1.Strap it on and get it working.

Do you remember your first experience with a digital wristwatch, programming a personal digital assistant, or learning a new software program? This is going to be easier. To start, just put on the wrist monitor (receiver), fasten the transmitter to the elastic chest strap, and put it on. Then make sure a heart rate number is displayed on the monitor. If you experience problems getting a heart rate display, refer to the instruction manual that came with the monitor.

The flashing icon is your heart actually beating. It should beat rhythmically without hesitation or irregularity. A heart rate monitor is not intended to serve as an indicator of an irregular or abnormal cardiovascular condition, but it may do that as well.

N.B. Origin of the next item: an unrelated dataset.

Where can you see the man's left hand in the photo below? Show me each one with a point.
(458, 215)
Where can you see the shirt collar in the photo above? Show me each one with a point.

2. Learn how to program your monitor.

Monitors all work differently. Depending on the model, some of the functions include memory, backlighting, stopwatch, time of day, training zones, out-of-heart-zone alarms, multiple zone settings, and countdown timers. Generally, the more features there are, the more expensive the monitor will be and the less relevant it may be for school use. Learn the various functions of your monitor.

3. Defer judgment.

Before you introduce this heart rate technology to students, become an expert in its use. As soon as your monitors arrive, strap one on and wear it around the clock; experience all of the nuances of seeing your heart rate response to your everyday activities. This will familiarize you with the monitor so you can teach your students about it. At this point, it is important to accept the monitor reading without opinion. Your monitor is a management tool, not a speedometer. Within the first 40 hours, you will begin to feel comfortable wearing it and will probably learn a lot about how your heart responds to your daily activities. Then you can begin to learn how to use it as a feedback monitor by noticing your heart rate in certain situations, particularly stressful ones, and begin to rely on this information to make some lifestyle decisions.

To teach students how to get fit using a heart rate monitor, you must become familiar with its features and functions. Getting to know it may not be easy at first. Regardless of your initial comfort level, however, know that the information it is providing you, data about your cardiac muscle, is accurate and can be used in ways to help you get healthier.

4. Work out.

Perform several of your favorite workouts wearing your monitor. Observe the numbers and get comfortable with the information you see.

5. Learn to use it fully.

Now that you have some experience with a heart rate monitor, start to learn more about it. Discuss the monitor, the HZE program, and individual training programs with other health and physical education teachers. Attend training sessions, or sponsor one for yourself and the other teachers at your school. Many books on the market address the application of this technology, including for stress reduction, athletic club programs, cardiac rehabilitation, weight management, athletic performance training, and even training racehorses.